My opinion, Sydney, or "take," as so many are wont to
say these days, of Runaway Jury is that it should have just kept
running. The aforementioned was a mean quip that a sarcastic critic might
throw out as a lead while writing about the mentioned film ("aforely").
But, since I normally really don't do critiques of films -- mean or otherwise, I'll limit my thoughts
to the screenwriting aspect of the Runaway Jury -- which I believe was fraught with
problems (but not so many as to not make it to the screen -- possibly because
John Grisham was the author of the novel that the screenplay was based on.
Do ya think?)
I did not read the novel so I don't know how close the
adaptation was to its progenitor. In my humble opinion, the storyline,
notwithstanding its final twist, was far too superficial and repetitive.
Character development was minimal (Gene Hackman and Dustin Hoffman -- and even
John Cusack, who played the lead -- had very little to work with when it came to
personality transitions). If you think of it, not all that much happened,
and we sat and watched over two hours to notice that.
Courtroom screenplays often fall prey to tedium, lethargy, and
redundancy (sort of like these e-mails). I think some screenwriters
believe that all you need is some legal proceedings and you've got an
automatically dramatic and gripping story. Not so. Definitely not
so. If you can pen (or type) another Inherit The Wind or Anatomy
of a Murder, be my guest. But it can be a daunting task to keep a
viewer involved once a script announces: "INT.
COURTROOM - DAY" All I can say is get ready for a lot of
"objection!"'s and "overruled"'s, not to mention "Sit
down or I'll cite you for contempt of court!"'s.
I guess we were supposed to be continually awed by all the
high-tech equipment and overworked geeks in this big office where Gene Hackman's
character had his fits over things not going his way (which they never did,
which was just another signpost that the story was lacking variety and
transitional properties). We've seen these offices and warehouse of
cutting-edge eavesdropping devices (and in more impressive ways such as in
Enemy of the State).
Without giving anything away (although, if you haven't seen the
film by now, then you might as well not have ever seen Gone With The Wind
-- which I haven't), yes, there is the proverbial twist (if that's what you want
to call it. I don't. It's actually just a revelation that explains
why), but by the time it arrives, we're so thirsty for something -- anything! --
to happen that will wake up our brain cells and get us to pay attention like we
were doing in the beginning, And even this "twist" is not
integrated into the rest of the story so it comes across as a forced "ahhh!"
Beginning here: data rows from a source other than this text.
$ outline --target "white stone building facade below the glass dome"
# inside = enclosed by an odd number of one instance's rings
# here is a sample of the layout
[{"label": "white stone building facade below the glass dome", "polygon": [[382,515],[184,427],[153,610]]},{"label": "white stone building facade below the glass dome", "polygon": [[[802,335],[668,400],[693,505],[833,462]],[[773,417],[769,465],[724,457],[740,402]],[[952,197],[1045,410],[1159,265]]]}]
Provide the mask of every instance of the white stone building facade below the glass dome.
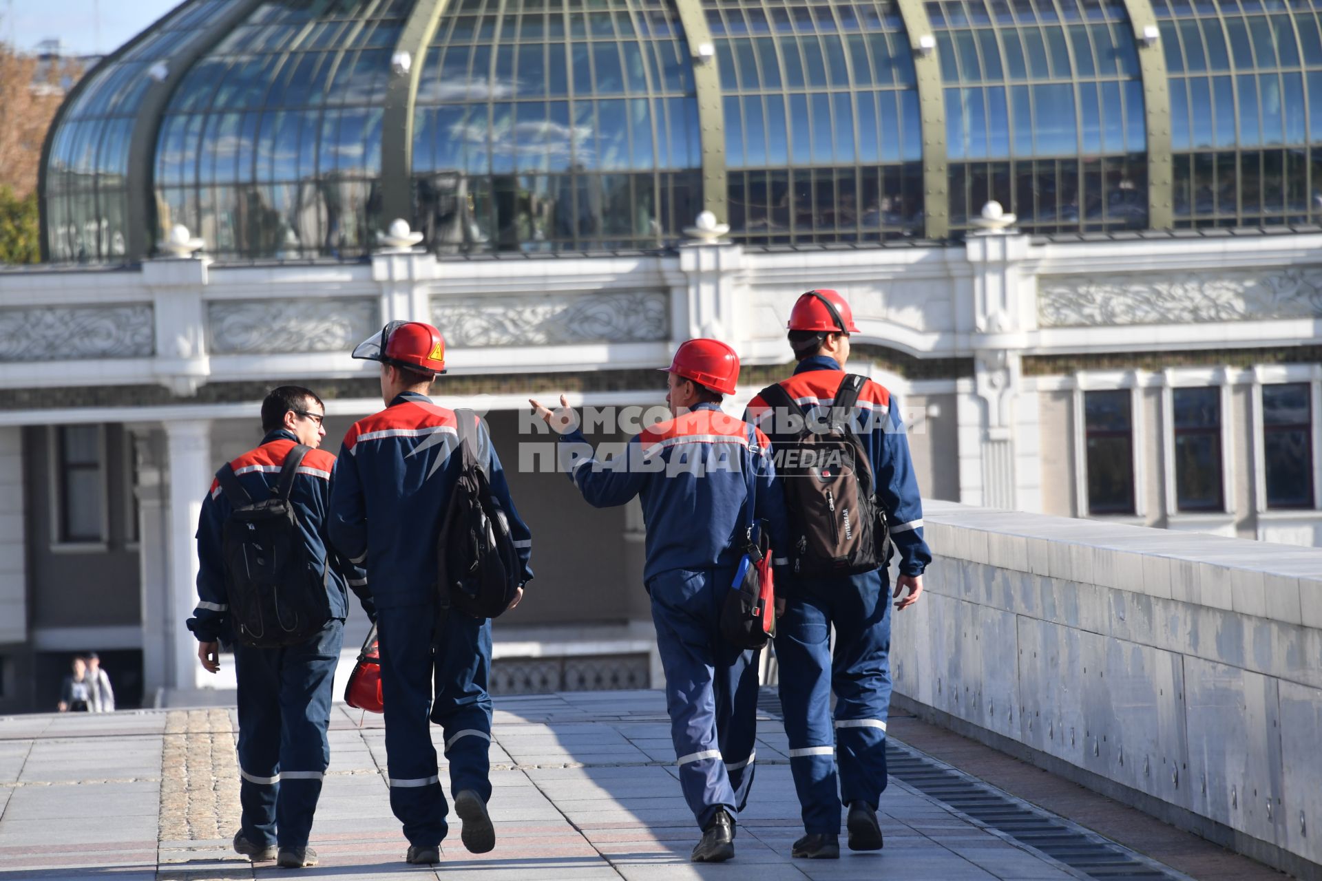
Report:
[{"label": "white stone building facade below the glass dome", "polygon": [[[1322,234],[1043,242],[1009,232],[945,247],[695,243],[591,259],[438,260],[391,251],[362,264],[164,259],[136,269],[9,271],[0,273],[0,469],[8,468],[0,485],[13,470],[13,444],[4,439],[17,427],[130,429],[147,686],[190,687],[193,646],[178,622],[192,608],[200,487],[222,452],[212,432],[254,420],[262,388],[370,380],[373,365],[349,359],[352,345],[383,321],[430,318],[449,338],[447,380],[493,383],[479,399],[447,394],[443,380],[438,394],[447,403],[516,411],[533,378],[547,376],[586,388],[570,394],[575,404],[660,403],[660,380],[633,371],[666,365],[694,335],[726,339],[746,369],[785,365],[795,297],[829,287],[853,305],[861,328],[854,345],[890,353],[851,366],[899,396],[928,495],[1087,511],[1081,396],[1128,388],[1129,520],[1319,544],[1322,512],[1266,507],[1259,400],[1264,383],[1310,383],[1313,461],[1322,461],[1322,367],[1305,349],[1319,338],[1319,255]],[[594,391],[596,374],[613,379]],[[1223,390],[1227,503],[1191,515],[1171,501],[1169,398],[1199,384]],[[208,386],[230,391],[208,396]],[[740,412],[759,387],[740,387],[728,408]],[[365,388],[328,399],[328,413],[352,420],[378,409]],[[328,448],[336,445],[328,437]],[[24,609],[4,586],[26,577],[13,552],[22,547],[15,531],[24,502],[21,494],[5,498],[0,602]],[[1322,485],[1313,498],[1322,499]],[[621,546],[629,535],[625,526]],[[9,630],[5,639],[22,642],[21,627]]]}]

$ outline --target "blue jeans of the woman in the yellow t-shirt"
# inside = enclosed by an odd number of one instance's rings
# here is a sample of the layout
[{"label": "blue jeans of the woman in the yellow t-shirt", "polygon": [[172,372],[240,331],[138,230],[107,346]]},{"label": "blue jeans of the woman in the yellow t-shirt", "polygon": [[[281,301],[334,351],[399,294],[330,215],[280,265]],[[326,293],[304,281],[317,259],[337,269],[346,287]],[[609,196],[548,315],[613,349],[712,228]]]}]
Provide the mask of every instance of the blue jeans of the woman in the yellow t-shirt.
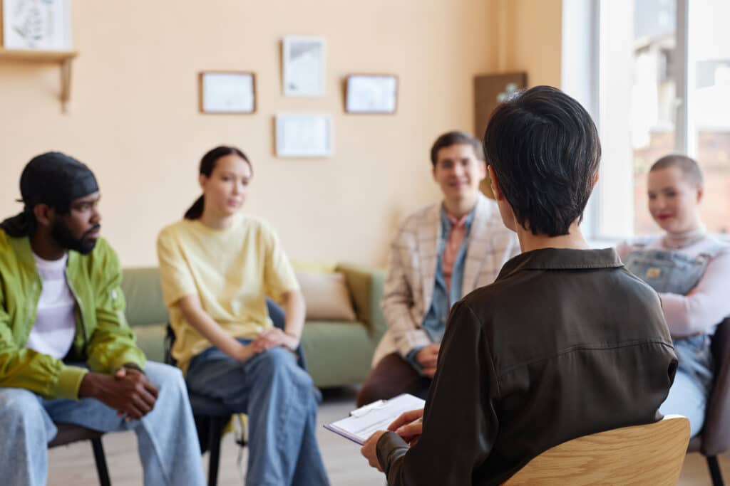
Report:
[{"label": "blue jeans of the woman in the yellow t-shirt", "polygon": [[316,391],[293,353],[272,348],[240,363],[208,348],[191,361],[187,380],[191,391],[248,415],[247,485],[329,484],[315,438]]}]

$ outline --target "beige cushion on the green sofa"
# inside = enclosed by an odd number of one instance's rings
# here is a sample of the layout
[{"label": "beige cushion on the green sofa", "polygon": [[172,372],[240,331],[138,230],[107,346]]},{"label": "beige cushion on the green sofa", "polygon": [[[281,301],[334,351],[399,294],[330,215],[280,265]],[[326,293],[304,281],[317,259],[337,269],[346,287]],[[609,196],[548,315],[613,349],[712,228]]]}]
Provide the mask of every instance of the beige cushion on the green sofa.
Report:
[{"label": "beige cushion on the green sofa", "polygon": [[356,320],[345,274],[304,272],[297,273],[296,278],[307,302],[307,321]]}]

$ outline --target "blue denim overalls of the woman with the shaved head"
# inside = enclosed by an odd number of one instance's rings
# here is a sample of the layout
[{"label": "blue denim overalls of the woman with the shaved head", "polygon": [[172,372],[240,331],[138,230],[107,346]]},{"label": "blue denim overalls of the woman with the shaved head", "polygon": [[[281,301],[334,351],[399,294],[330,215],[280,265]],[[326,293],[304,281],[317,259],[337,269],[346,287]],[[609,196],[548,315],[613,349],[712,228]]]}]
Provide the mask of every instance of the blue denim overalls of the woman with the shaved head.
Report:
[{"label": "blue denim overalls of the woman with the shaved head", "polygon": [[[623,263],[631,273],[657,292],[686,295],[702,278],[710,258],[707,254],[693,258],[676,251],[639,248],[626,256]],[[703,332],[675,337],[672,341],[679,366],[675,384],[660,407],[660,412],[687,416],[694,435],[702,428],[704,402],[712,387],[710,336]],[[677,390],[677,387],[684,389]]]}]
kind of moment. It's an "Ohh, that's why they did it!"
moment. After that reveal, which is a highly-charged and current sympathy
card played, we're supposed to somehow forgive the connivers, the young man and
the young woman, because of their Robin Hood explanation (an explanation that is
tacked on at the end of the story and is not adequately woven into it). The trouble is
the characters have not been written as very likeable people up to that point --
the point being only a few minutes before the film ends. And we haven't
really been exposed enough to the villain, Gene Hackman's character, the
scheming jury consultant, to really despise him adequately to the point where we
really are invested in him going down.
If you look closely (or not even all that closely), Runaway
Jury is one long "A" story, containing no substantial (or,
possibly, any, for that matter) subplots, which can often point to a shallow
story, which this definitely is.
Another reason the screenplay fails as a masterpiece (or even a good
script) is that the
verdict of the lawsuit of the lady who lost her husband, who was shot by a
man, who used a gun sold by the firearms company, who is the defendant (notice
how long it took me to get to the end of this chain of people and events?
Another indicator that the script suffers with a case of Dire Diffusion) is
not personalized adequately. Generally, we probably (and there is a
"probably" here) take the lady's side, but, because most of the story
is taken up with clichéd moralizing and posturing, and "bad guys keep
trying to outwit the good guy (or guy and girl)," we never get a chance to
feel the heart of the case and, so when the guilty verdict arrives, we've pretty
much already left the courtroom, wanting some fresh air and very likely heading
for Blockbuster for a DVD of a
film that will actually "hit the spot."